Component-based LR parsing

Xiaoqing Wu, Barrett R. Bryant, Jeffrey G. Gray, Marjan Mernik. Component-based LR parsing. Computer Languages, Systems \& Structures, 36(1):16-33, 2010. [doi]


A language implementation with proper compositionality enables a compiler developer to divide-and-conquer the complexity of building a large language by constructing a set of smaller languages. Ideally, these small language implementations should be independent of each other such that they can be designed, implemented and debugged individually, and later be reused in different applications (e.g., building domain-specific languages). However, the language composition offered by several existing parser generators resides at the grammar level, which means all the grammar modules need to be composed together and all corresponding ambiguities have to be resolved before generating a single parser for the language.

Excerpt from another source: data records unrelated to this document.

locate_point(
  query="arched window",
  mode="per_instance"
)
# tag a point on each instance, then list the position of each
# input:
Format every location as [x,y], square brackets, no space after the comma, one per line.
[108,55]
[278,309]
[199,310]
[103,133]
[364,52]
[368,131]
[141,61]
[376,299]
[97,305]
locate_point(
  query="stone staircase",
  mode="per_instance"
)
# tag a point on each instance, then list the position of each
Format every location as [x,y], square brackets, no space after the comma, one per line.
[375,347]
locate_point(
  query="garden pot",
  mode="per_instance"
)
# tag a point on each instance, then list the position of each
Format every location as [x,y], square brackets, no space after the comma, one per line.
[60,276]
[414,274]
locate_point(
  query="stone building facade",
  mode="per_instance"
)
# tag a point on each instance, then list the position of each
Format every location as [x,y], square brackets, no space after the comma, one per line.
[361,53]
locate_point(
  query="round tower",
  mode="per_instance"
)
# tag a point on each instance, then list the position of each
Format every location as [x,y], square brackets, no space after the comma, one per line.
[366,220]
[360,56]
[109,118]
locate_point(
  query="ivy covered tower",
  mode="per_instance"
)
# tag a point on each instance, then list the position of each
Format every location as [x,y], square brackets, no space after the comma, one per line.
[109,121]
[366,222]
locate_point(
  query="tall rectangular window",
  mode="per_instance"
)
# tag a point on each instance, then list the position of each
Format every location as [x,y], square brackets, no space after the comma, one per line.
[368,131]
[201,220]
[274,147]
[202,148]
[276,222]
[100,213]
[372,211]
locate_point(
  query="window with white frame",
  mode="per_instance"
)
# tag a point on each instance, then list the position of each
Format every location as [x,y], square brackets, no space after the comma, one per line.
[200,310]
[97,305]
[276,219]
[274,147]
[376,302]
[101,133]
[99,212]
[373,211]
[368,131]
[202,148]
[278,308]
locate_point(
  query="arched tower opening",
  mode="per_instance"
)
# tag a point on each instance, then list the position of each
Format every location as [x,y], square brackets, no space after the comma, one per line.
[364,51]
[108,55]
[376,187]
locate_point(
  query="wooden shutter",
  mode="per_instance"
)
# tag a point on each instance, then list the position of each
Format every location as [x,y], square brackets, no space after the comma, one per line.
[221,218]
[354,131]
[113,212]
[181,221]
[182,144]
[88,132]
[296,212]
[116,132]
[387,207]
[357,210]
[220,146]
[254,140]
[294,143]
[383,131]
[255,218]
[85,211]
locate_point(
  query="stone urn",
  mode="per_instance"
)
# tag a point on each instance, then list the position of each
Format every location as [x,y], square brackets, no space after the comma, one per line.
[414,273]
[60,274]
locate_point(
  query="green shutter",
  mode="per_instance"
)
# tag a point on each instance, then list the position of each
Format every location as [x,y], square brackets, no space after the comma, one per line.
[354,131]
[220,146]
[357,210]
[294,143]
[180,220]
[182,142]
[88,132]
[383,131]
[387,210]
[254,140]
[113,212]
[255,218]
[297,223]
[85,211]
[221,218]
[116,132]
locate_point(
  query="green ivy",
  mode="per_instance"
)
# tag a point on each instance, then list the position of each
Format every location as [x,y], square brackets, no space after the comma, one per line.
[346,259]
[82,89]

This produces tight coupling between grammar modules, which harms information hiding and affects independent development of language features. To address this problem, we have developed a novel parsing algorithm that we call Component-based LR (CLR) parsing, which provides code-level compositionality for language development by producing a separate parser for each grammar component. In addition to shift and reduce actions, the algorithm extends general LR parsing by introducing switch and return actions to empower the parsing action to jump from one parser to another. Our experimental evaluation demonstrates that CLR increases the comprehensibility, reusability, changeability and independent development ability of the language implementation. Moreover, the loose coupling among parser components enables CLR to describe grammars that contain LR parsing conflicts or require ambiguous token definitions, such as island grammars and embedded languages.